Two weeks ago the secretary to the Treasury, Dr Martin Parkinson, dropped a fiscal bombshell that's drawn remarkably little comment, even though - or perhaps because - it blows the budgetary calculations of both sides of politics out of the water.
Parkinson said that since the global financial crisis, federal tax revenue had fallen by the equivalent of 4 percentage points of gross domestic product [about $60 billion a year] and was ''not expected to recover to its pre-crisis level for many years to come''.
This had made the task of maintaining medium-term budgetary sustainability harder for both the Commonwealth and the states. ''For both levels of government, surpluses are likely to remain razor-thin without deliberate efforts to significantly increase revenue or reduce expenditure,'' he warned.
The most obvious (and least consequential) implication of this news is its threat to Julia Gillard's resolve to return the budget to surplus next financial year without fail.
But Gillard's problems pale in comparison to Tony Abbott's, with his oddly ideological and populist commitment to rescind both Labor's carbon tax and its mining tax without rescinding all the tax cuts and spending increases the taxes will pay for.
There seems little doubt Abbott's term in office would either be marked by an orgy of broken promises or be consumed by agonising over what spending to cut, with eternal lobbying both before and after the fact. Probably a fair bit of both.
Parkinson is telling us there's now a disconnect in the established relationship between the rate of growth in the economy and the rate of growth in tax collections. The economy can be growing at a reasonable rate without that meaning tax collections are growing strongly.
It will be a lot harder in future for politicians of either side to keep the budget in surplus. What was a doddle in the noughties will now require unremitting discipline and political courage.
And this says all the demonising of budget deficits and government debt we've heard unceasingly from the Liberals for the past three years - all of it seconded by weak-kneed Labor - will prove extraordinarily hard to live up to over the rest of this decade.
Keeping the budget in ''razor-thin surplus'' will be hard enough; eliminating net debt will be very much harder - especially since the potential-privatisations cupboard is now almost bare.
It would be the easiest thing in the world for our pollies on both sides to catch a dose of the North Atlantic disease and let deficits and debts roll on.
Should this happen, it will be because they possess neither the bloody-mindedness to live up to their professed smaller government ideal nor the courage to make and defend explicit tax increases. As in the North Atlantic economies, it will be the path of least resistance.
The fascinating question is why this economy/tax revenue disconnect has occurred. Parko says it ''reflects a combination of cyclical and structural factors''. Just so.
One part of the explanation is that the 2008-09 recession - which it suits both sides to claim we didn't have - knocked an enormous hole in tax collections.
The cumulative write-down in revenue against the forward estimates between 2007-08 and 2011-12 has been about $130 billion.
The global financial crisis put an end to asset price booms in the housing and sharemarkets - with implications for tax collections from capital gains - and in the post-crisis world it's hard to see when those markets will boom again.

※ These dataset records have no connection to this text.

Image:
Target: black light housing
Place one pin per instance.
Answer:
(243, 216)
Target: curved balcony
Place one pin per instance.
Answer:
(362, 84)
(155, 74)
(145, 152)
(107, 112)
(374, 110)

The problem for state budgets is structural. Their chief revenue source is the goods and services tax. During the many decades in which households were reducing their rate of saving, their consumption spending (and hence, GST collections) grew faster than their incomes.
Now their rate of saving has stabilised, consumption and GST revenue will grow no faster than household income.
And household income will be constrained by the stable-to-declining terms of trade and weak productivity improvement.
The first phase of the resources boom was more lucrative for the taxman because the main thing that happened was hugely higher coal and iron ore prices going straight to the mining companies' (taxable) bottom line. In the second phase, the now stable-to-falling prices are accompanied by much higher accelerated depreciation deductions arising from the construction of new mines and gas facilities.
But all these things are just elements of a more fundamental explanation for the budget's new growth/tax disconnect: the Howard government's decision to cut the rates of income tax for eight years in a row.
This has robbed the income-tax scale of its propensity to bracket creep. It also represented a significant shift in the federal tax mix, greatly reducing reliance on personal income tax and greatly increasing reliance on capital gains tax and, particularly, company tax.
Get the point? This switch was made at a time when, for all the reasons we've discussed, the level of non-income tax revenue was artificially high. Now those temporary factors have evaporated, leaving us with a badly wounded tax base.
Of course, Peter Costello shouldn't get all the blame for this monumental act of fiscal vandalism. When he sprang the last three of those eight annual tax cuts on Labor in the 2007 election campaign, it unhesitatingly matched him. And it insisted on delivering them, even after their structural folly must have become apparent.
This means neither side of politics wants to acknowledge the huge hole they've driven into the budget. When the pollies won't admit it, the econocrats can't either. And all the rest of us sheep take our lead from whatever nonsense the pollies do want to talk about.